We have geometries in a PostGIS database projected in srid 4326. We need to have these geometries simplified with ST_SimplifyPreserveTopology.

My question is whether this geometry needs to be transformed to a different projection--like 3400 in Alberta, Canada--to simplify it accurately by meters instead of degrees: if simplified by degrees, would it remove points more frequently on the parts of the geometry farther from the equator (because of the way degrees bend around the earth)?

Or would the function remove points in the same frequency and locations no matter the projection, if given the same region as a test?

• As the Douglas Peucker algorithm works by removing those points that are within a given tolerance in some given input unit, you can assume that if you have a geometry covering a large north-south distance, you will get greater amounts of simplification for a given tolerance in degrees as you move further south. I believe that this will scale with the secant approximately, as with the scale factor in a Mercator projection, as essentially if you use degrees in this way, the algorithm is behaving as though the input is projected. Commented Jul 22, 2015 at 2:42
• as the distances used to calculate tolerance of a point from a line between two other points will be Euclidean. So, yes, you would be better off using a projected coordinate system.

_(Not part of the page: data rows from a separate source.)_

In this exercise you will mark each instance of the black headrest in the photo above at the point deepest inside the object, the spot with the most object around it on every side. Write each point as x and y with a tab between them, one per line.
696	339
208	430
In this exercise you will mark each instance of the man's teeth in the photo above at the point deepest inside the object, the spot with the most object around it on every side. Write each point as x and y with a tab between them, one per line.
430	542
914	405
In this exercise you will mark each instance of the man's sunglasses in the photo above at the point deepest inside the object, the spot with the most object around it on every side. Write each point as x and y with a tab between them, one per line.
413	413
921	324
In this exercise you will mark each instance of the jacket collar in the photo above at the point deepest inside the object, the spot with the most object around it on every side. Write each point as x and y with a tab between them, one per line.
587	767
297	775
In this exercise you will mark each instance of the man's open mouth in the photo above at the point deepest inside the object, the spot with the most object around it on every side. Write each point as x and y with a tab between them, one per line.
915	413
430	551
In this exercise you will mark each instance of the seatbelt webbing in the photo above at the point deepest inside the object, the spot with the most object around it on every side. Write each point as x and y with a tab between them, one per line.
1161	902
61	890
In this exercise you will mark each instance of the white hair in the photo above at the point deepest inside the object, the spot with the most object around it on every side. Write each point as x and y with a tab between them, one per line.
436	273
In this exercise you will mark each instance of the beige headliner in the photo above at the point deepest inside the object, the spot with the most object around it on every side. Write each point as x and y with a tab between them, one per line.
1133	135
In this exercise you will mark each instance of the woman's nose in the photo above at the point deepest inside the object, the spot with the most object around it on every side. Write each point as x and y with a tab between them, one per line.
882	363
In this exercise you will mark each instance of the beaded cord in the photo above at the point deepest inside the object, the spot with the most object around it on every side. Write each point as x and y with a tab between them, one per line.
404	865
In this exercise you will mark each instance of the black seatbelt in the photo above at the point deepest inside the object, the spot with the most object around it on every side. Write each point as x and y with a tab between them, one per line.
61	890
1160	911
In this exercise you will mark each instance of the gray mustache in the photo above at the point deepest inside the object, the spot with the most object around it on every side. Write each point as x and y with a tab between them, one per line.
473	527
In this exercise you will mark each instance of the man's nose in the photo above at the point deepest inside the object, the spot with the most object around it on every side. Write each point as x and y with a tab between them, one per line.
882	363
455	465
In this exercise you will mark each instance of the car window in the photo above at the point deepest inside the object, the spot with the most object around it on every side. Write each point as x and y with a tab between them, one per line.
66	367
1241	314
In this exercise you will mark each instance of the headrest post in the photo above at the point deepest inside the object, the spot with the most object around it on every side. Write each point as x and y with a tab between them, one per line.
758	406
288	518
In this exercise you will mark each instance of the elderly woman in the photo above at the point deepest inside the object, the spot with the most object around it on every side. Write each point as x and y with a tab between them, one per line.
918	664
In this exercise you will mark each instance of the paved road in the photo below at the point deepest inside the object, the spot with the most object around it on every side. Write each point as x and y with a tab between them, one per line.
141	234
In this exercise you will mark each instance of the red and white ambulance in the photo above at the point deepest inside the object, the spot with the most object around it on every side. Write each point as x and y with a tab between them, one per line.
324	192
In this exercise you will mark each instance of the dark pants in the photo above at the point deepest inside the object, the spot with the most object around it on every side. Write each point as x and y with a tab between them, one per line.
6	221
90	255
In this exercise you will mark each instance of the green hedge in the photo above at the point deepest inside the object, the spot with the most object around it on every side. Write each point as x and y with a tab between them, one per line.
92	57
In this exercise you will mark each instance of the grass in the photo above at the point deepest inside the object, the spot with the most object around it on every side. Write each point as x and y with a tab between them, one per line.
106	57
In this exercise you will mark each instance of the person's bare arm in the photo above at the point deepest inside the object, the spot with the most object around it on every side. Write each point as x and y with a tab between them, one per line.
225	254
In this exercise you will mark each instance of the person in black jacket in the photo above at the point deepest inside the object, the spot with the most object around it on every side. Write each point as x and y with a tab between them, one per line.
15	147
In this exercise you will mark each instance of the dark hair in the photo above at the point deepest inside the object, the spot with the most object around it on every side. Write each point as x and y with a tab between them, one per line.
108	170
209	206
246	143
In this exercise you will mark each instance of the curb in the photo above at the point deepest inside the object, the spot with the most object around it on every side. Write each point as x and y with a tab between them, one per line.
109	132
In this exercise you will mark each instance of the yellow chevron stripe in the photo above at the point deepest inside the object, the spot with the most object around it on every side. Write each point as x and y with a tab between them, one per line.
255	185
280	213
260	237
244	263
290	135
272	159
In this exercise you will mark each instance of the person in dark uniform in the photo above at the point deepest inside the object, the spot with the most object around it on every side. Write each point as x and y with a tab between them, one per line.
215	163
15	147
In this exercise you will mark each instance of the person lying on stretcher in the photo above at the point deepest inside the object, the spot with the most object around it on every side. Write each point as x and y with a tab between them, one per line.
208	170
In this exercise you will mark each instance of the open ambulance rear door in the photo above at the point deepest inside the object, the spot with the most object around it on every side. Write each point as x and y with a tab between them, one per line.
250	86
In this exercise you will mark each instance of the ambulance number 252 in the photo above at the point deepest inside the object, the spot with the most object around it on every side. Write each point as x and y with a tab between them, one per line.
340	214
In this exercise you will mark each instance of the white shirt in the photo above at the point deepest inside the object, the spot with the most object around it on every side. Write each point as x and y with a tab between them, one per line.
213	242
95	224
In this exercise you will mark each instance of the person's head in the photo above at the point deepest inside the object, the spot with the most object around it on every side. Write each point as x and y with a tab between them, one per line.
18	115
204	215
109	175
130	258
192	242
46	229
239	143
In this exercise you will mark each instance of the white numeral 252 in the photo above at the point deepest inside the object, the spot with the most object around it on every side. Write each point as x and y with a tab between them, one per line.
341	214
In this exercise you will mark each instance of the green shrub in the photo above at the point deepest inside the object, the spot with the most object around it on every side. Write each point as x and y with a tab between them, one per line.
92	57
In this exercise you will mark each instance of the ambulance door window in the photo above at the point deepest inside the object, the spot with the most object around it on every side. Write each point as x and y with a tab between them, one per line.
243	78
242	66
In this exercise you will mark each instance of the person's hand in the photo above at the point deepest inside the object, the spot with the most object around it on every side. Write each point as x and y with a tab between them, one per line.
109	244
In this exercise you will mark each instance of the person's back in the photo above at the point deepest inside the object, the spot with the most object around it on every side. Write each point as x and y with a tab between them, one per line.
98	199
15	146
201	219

I don't know much about the 3400 projection, but something like the UK's projection, 27700, which is Transverse Mercator, and therefore has constant scale in the North-South direction, and increasing (but small) distortion either side of the central meridian of the projection would be ideal. I have used ST_Simplify in both forms with 4326 over small areas, with good results, so it really depends on your NS extents. Commented Jul 22, 2015 at 2:46
• I just looked up 3400 and it is Transverse Mercator, spatialreference.org/ref/epsg/3400, so you are good to go with a `ST_SimplifyPreserveTopology(ST_Transform(geom, 3400), tolerance);` Perhaps I should make this an answer and try and explain myself a bit better, which is hard to do in comments :-) Commented Jul 22, 2015 at 3:06
• @JohnBarça So transforming to a Transverse Mercator would provide a more uniform simplification of the geometry than not transforming? Commented Jul 22, 2015 at 15:46
• Yes. There would be minor differences, but none in north-south direction, and an even, if increasing (but small) amount, in east-west direction around central meridian of the TM projection. Commented Jul 22, 2015 at 16:14

As the Douglas Peucker algorithm works by iteratively removing those points that are within a given tolerance from some line between two other points in some given input unit, you can assume that if you have a geometry covering a large north-south distance, you will get greater amounts of simplification for a given tolerance in degrees as you move further south. I believe that this will scale with the secant approximately, as with the scale factor in a Mercator projection, as essentially if you use degrees in this way, the algorithm is behaving as though the input is projected as the distances used to calculate tolerance of a point from a line between two other points will be Euclidean.

So, yes, you would be better off using a projected coordinate system. I don't know much about the 3400 projection, but I have worked with the UK's 27700, which is also Transverse Mercator, and therefore has constant scale in the North-South direction, and increasing (but small) distortion either side of the central meridian of the projection would be ideal -- so ideal for ST_Simplify.

Something like:

``````SELECT ST_SimplifyPreserveTopology(ST_Transform(geom, 3400), tolerance)
FROM sometable;
``````

should work.

Ultimately, you can always test the difference using measures like `ST_Area` or `ST_Npoints` one with 4326 and one with 3400 to get a feel for the differences.

As an aside, there is an alternative simplification algorithm you might be interested in, called visvalingam-whyatt that might be of interest of you are doing a lot of work in simplification. The above links to source code form Mike Bostock the creator of D3.js. Also so mapshaper for a working example.